The Rock & Roll tune that suggests we "...Teach the children well..." is 100% correct. In Nature, successful species do it all the time. The realization is that the teacher benefits in the exchange --- it's one of those "altruistic self-interest" management scenarios that Nature champions.

In jungles, monkey-babies learn about life from mama, papa and the rest of their clan. Sharing a strong emotional connection, mother helps baby learn the nuances of building relationships and papa explains how baby fits into the big plan. Baby has to understand family, clans, rivals, enemies and predators. It has to learn who will help them, under what circumstances and how alliances can fuel or fool their sense of "self". It’s in their best interest to explore those lessons real well.

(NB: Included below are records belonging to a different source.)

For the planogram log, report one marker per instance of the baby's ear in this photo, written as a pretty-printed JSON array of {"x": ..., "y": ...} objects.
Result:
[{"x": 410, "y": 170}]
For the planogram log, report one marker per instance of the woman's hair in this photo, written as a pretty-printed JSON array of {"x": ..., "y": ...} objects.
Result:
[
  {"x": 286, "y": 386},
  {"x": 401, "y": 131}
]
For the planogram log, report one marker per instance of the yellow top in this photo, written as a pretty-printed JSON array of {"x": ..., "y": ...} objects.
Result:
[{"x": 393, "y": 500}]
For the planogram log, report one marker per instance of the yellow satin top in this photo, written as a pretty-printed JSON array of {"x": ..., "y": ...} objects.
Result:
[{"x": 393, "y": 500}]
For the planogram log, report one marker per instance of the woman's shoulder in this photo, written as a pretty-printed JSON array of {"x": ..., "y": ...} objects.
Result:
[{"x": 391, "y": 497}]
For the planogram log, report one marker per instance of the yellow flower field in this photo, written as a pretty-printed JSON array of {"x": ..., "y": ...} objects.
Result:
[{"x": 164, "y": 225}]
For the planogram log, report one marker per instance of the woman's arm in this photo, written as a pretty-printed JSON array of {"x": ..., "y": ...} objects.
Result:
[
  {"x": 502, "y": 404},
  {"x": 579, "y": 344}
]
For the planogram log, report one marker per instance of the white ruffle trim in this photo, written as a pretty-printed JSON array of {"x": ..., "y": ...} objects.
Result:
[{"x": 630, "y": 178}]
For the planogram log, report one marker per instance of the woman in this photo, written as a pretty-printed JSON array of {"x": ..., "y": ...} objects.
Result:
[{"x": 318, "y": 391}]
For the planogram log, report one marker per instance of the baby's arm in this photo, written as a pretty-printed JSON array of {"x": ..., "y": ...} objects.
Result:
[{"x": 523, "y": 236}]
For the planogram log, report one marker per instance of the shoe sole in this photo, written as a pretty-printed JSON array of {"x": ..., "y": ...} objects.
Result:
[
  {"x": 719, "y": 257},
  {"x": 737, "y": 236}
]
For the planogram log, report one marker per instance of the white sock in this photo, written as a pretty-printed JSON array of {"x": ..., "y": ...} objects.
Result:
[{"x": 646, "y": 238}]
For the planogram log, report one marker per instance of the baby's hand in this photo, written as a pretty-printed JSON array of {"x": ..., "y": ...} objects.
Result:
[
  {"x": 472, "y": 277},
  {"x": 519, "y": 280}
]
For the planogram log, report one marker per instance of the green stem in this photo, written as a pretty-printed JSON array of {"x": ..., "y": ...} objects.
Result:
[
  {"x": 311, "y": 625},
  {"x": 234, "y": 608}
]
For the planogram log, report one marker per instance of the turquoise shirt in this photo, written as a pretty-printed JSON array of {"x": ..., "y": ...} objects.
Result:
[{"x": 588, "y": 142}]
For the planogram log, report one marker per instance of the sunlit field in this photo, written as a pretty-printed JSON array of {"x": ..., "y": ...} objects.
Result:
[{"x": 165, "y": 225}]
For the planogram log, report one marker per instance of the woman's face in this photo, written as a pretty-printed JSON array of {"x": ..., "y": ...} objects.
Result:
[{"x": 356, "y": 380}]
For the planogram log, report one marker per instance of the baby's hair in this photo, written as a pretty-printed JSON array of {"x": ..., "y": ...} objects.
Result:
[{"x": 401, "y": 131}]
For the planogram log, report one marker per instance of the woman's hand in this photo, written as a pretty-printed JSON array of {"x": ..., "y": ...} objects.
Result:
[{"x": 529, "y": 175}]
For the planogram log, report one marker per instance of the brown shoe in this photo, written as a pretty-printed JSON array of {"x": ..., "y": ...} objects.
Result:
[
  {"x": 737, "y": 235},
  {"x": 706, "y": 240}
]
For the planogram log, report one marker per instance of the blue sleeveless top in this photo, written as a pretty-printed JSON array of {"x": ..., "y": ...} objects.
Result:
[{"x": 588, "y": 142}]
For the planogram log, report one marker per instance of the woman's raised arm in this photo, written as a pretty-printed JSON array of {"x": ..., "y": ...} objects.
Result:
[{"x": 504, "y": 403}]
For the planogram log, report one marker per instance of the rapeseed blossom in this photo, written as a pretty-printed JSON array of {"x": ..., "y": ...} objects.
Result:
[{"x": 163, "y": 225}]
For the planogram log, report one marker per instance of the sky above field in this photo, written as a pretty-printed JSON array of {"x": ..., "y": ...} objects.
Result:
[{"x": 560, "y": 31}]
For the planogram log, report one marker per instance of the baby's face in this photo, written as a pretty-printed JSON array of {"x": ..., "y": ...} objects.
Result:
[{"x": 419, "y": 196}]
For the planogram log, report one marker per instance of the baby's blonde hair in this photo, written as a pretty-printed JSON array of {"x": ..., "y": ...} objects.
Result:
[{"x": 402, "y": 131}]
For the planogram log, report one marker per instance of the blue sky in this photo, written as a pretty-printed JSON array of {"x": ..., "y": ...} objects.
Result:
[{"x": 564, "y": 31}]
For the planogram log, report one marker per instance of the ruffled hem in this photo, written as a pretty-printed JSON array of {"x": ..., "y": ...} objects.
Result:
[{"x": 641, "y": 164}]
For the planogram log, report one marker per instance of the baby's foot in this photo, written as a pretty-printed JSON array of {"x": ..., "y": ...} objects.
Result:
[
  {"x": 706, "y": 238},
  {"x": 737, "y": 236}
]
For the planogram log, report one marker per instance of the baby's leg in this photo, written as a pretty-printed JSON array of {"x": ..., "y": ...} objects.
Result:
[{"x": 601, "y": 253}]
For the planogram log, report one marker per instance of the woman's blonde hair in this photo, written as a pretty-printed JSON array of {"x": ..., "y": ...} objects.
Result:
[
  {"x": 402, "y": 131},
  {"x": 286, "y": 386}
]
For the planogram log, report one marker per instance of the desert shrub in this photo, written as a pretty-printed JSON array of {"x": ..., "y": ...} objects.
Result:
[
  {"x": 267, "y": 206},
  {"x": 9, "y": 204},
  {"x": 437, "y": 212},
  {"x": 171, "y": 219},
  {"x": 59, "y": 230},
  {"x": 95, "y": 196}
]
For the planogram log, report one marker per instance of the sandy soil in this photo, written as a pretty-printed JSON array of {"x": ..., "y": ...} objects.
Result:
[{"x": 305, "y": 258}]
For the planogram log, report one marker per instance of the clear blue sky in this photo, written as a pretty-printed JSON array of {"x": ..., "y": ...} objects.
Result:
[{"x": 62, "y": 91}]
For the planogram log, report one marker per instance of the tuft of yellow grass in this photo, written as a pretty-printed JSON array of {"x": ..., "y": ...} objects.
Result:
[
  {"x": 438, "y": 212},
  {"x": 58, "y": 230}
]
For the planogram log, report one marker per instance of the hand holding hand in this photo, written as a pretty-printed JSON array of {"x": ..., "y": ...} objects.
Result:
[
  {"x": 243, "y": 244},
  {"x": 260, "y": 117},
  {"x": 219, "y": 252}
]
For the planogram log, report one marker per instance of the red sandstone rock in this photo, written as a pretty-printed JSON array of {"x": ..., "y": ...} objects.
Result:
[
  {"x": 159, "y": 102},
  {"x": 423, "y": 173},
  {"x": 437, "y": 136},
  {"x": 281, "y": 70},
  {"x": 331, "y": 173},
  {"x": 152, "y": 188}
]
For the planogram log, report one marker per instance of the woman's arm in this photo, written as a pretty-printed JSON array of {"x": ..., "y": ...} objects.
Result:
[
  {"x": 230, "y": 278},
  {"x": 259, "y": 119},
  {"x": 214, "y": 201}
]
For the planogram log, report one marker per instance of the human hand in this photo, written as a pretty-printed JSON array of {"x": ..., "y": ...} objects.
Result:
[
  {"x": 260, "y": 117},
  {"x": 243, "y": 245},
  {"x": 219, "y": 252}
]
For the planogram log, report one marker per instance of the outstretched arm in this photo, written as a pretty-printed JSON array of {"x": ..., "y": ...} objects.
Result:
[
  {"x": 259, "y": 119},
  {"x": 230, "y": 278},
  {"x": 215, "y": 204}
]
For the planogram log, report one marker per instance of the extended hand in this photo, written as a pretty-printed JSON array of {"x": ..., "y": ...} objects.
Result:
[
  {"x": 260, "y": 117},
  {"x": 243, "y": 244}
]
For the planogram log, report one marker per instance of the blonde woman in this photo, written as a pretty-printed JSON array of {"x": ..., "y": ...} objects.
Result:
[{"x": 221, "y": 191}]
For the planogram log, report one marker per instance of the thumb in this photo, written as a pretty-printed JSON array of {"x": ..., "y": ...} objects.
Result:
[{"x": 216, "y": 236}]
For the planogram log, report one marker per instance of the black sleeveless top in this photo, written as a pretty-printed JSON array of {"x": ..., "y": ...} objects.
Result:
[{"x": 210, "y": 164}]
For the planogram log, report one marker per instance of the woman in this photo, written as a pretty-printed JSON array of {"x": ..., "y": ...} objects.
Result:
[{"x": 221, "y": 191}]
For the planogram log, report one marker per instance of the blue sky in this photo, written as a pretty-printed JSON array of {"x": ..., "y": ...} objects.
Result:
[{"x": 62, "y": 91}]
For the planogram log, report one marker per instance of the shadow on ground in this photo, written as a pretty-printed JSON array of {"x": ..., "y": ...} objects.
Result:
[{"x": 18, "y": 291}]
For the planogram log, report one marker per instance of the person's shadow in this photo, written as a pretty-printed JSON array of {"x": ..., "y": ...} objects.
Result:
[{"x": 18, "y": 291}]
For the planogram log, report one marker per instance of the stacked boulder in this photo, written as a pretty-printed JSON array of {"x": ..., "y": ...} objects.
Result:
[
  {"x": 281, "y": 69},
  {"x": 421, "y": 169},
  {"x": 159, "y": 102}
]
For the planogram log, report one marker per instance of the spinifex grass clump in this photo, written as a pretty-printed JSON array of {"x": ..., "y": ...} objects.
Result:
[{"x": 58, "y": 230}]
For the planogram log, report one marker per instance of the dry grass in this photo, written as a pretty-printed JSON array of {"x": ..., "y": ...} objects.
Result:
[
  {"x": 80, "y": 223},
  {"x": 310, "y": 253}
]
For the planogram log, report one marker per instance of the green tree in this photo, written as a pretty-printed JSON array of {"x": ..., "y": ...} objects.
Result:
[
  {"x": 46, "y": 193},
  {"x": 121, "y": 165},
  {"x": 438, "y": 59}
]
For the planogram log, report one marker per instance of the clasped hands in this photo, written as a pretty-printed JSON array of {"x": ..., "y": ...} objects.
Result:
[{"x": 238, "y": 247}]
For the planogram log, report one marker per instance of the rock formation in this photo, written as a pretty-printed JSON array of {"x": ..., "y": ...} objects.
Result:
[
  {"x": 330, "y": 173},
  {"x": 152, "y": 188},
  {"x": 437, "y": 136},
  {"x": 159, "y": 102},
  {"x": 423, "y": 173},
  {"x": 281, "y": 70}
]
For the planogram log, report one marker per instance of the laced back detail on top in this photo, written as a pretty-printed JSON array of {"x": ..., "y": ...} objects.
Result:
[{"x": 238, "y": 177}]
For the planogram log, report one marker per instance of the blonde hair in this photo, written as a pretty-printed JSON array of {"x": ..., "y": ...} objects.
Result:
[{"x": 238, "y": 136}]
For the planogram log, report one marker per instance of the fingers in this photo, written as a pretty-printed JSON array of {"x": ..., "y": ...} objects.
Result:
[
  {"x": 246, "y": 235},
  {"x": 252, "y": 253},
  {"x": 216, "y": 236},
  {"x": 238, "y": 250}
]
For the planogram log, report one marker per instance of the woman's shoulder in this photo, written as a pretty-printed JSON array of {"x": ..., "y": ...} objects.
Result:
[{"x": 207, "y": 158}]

Monkeys must understand strategy to claim "position" in society. If a dominant member of the tribe threatens you or another family member, who will you count on to help or who can you attack to retaliate and balance things out? Youngsters have to learn how to weigh odds and rules of engagement before they are free to roam about the forest. They'll be directed to try many approaches to social interaction - like aggression, posturing, diplomacy, fawning, grooming or sexual play - in order to bond with significant others. They'll be guided to figure out what works best with who, when and why.

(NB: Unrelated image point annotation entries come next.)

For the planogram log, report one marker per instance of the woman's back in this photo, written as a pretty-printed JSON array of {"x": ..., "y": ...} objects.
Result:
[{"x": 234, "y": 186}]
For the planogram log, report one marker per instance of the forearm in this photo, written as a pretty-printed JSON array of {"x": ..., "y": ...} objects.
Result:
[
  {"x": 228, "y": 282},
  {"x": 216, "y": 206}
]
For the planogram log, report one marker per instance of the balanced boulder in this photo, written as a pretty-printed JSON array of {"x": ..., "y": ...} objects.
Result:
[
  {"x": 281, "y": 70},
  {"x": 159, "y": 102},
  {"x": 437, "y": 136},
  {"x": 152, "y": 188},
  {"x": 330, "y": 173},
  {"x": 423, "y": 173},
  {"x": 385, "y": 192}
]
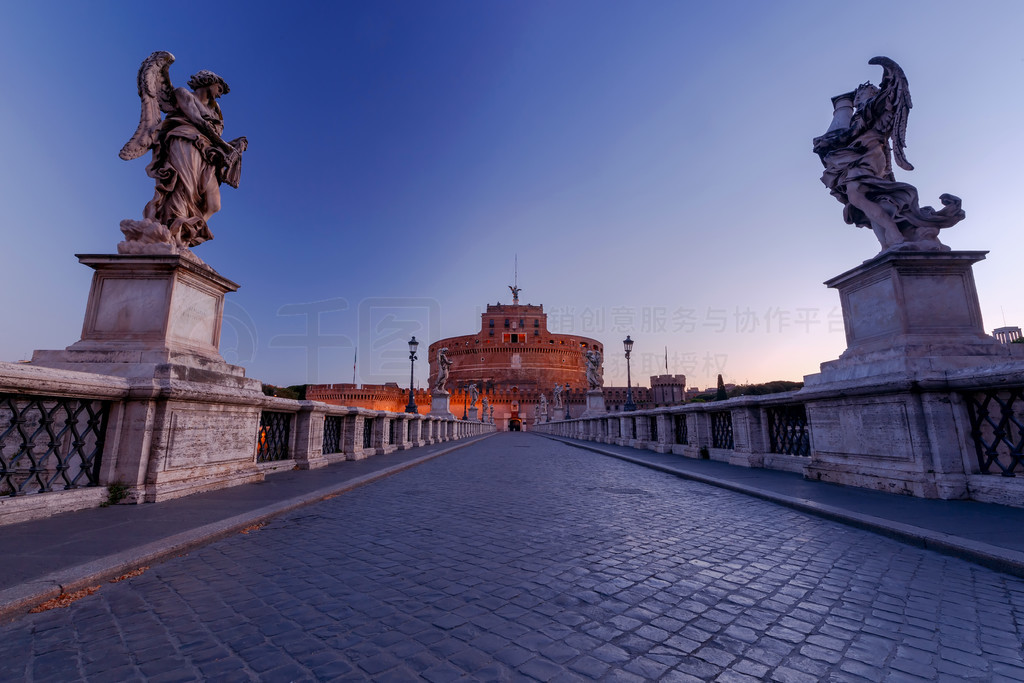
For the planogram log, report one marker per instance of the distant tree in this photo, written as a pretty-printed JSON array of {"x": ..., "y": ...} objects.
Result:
[
  {"x": 721, "y": 394},
  {"x": 299, "y": 390},
  {"x": 281, "y": 392}
]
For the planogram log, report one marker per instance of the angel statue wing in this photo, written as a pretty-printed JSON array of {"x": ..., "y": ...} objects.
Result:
[
  {"x": 896, "y": 93},
  {"x": 157, "y": 94}
]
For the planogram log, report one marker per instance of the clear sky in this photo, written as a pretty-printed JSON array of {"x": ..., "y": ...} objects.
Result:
[{"x": 650, "y": 164}]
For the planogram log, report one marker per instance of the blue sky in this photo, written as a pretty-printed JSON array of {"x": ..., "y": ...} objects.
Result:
[{"x": 649, "y": 163}]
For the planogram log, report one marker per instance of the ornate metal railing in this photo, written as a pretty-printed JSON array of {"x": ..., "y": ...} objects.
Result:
[
  {"x": 679, "y": 423},
  {"x": 997, "y": 429},
  {"x": 49, "y": 442},
  {"x": 368, "y": 433},
  {"x": 332, "y": 434},
  {"x": 787, "y": 430},
  {"x": 721, "y": 429},
  {"x": 274, "y": 434}
]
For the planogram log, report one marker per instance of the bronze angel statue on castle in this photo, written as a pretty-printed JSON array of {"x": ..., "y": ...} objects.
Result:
[
  {"x": 190, "y": 159},
  {"x": 857, "y": 158}
]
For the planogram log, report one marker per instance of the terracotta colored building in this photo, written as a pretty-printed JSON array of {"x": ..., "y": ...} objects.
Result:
[{"x": 513, "y": 359}]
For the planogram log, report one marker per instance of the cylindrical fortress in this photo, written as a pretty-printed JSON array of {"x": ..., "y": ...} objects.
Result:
[{"x": 514, "y": 351}]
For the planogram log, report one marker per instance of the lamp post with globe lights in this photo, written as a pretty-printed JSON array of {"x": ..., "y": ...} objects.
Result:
[
  {"x": 413, "y": 344},
  {"x": 630, "y": 406}
]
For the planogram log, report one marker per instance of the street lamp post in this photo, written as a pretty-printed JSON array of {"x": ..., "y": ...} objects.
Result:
[
  {"x": 411, "y": 408},
  {"x": 630, "y": 406}
]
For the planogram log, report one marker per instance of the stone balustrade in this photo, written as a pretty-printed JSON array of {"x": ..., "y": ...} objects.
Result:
[
  {"x": 66, "y": 436},
  {"x": 956, "y": 437}
]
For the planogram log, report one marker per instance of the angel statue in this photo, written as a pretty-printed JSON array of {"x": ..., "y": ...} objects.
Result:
[
  {"x": 443, "y": 367},
  {"x": 190, "y": 159},
  {"x": 594, "y": 369},
  {"x": 855, "y": 153}
]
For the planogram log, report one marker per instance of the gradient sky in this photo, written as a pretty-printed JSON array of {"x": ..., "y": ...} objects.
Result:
[{"x": 649, "y": 163}]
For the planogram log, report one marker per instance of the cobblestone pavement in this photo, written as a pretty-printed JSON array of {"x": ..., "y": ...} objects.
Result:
[{"x": 521, "y": 558}]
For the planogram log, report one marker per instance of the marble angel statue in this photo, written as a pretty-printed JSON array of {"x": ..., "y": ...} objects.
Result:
[
  {"x": 594, "y": 369},
  {"x": 190, "y": 160},
  {"x": 857, "y": 158},
  {"x": 443, "y": 368}
]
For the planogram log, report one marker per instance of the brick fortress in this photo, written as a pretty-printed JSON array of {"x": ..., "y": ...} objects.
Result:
[{"x": 513, "y": 359}]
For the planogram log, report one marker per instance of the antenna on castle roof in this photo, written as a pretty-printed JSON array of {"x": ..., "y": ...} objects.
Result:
[{"x": 515, "y": 282}]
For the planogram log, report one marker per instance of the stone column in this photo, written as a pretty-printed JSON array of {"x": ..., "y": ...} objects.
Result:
[{"x": 309, "y": 435}]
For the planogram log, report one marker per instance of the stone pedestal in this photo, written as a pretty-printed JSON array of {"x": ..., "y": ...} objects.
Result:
[
  {"x": 144, "y": 311},
  {"x": 595, "y": 403},
  {"x": 439, "y": 404},
  {"x": 911, "y": 312},
  {"x": 884, "y": 415},
  {"x": 190, "y": 420}
]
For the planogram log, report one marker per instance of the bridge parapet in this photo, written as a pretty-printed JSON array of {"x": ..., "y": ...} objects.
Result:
[{"x": 71, "y": 440}]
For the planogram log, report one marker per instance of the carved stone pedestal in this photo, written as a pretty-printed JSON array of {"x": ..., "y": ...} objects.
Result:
[
  {"x": 595, "y": 403},
  {"x": 439, "y": 404},
  {"x": 911, "y": 312},
  {"x": 190, "y": 420},
  {"x": 885, "y": 415}
]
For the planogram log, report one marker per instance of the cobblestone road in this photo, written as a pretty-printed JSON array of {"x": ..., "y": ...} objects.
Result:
[{"x": 523, "y": 558}]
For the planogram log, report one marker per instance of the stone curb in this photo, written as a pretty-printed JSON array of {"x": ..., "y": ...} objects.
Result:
[
  {"x": 993, "y": 557},
  {"x": 17, "y": 600}
]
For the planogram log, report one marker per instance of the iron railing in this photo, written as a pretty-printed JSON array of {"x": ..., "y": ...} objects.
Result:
[
  {"x": 997, "y": 429},
  {"x": 787, "y": 430},
  {"x": 273, "y": 437},
  {"x": 680, "y": 425},
  {"x": 48, "y": 442},
  {"x": 332, "y": 434},
  {"x": 721, "y": 429},
  {"x": 368, "y": 433}
]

Human kids mostly learn by observation. They are expected to "
do what you are told" when learning. Research shows that just hearing instructions is the worse way to learn anything. I shudder when I realize that it's the favored way of educating and training people most everywhere: "Me talk, you listen."

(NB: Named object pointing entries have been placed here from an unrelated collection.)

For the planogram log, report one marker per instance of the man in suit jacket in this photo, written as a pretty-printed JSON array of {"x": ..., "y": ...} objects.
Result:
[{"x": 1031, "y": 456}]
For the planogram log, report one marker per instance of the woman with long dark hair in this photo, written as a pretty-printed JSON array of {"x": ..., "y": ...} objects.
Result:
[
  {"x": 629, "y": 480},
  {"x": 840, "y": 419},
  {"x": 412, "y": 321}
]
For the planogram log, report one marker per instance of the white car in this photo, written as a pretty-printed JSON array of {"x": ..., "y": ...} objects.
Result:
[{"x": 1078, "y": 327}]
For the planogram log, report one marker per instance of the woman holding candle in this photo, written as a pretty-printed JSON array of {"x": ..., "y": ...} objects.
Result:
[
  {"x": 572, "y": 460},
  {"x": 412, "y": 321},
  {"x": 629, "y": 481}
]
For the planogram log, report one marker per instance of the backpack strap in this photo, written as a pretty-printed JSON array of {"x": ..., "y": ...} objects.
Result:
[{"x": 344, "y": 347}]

Many parents act as if their kids secretly know how to behave in every circumstance but are just being bad. Some parents are so sure the kid is misbehaving on a previously understood instruction they'll often yell: "
I thought I told you..." as they address the lack.

Maybe so. But maybe just telling them ain't enough.

My daughter and son-in-law presented me with two grandsons - Cameron and Ryan. On several occasions she's told me that she wants to raise them the same way I guided her. Growing up, I encouraged her to live her life as an adventure: "
Try it!", "Do it!" "See for yourself!" - these were her rules.

Follow the path of your heart!" - and - "What gives you he most joy?" were my sternest commands.

She's taken it to heart and has had many "
...most excellent adventures." Now she and her hubby are guiding those two boys... and doin' a good job too. If you ask young Ryan what's the secret to success, he'll answer in a flash: "Practice!"

He is right! Top trainers know that heuristic learning - i.e.
self-discovery - is what works best:
  • Reading is only 20% learning effective - but reading and looking at pictures and graphs that explain relationships is 30% effective;
  • Hearing and seeing together is 50% effective but hearing and seeing with an emotional commitment to the subject matter, followed by Q&A and practice are 60% effective;
  • Speaking and writing about a topic you care about, after doing the research, is 70% effective;
  • Doing - that is experiencing something directly is a 90% effective way to learn it;
  • Teaching something after experiencing it is 99% effective as it involves a complex process that gives the recalled information a life of its own.

I always look forward to showing my grandkids some of my best tricks as it lets me experience them again myself. That sharing is its own reward.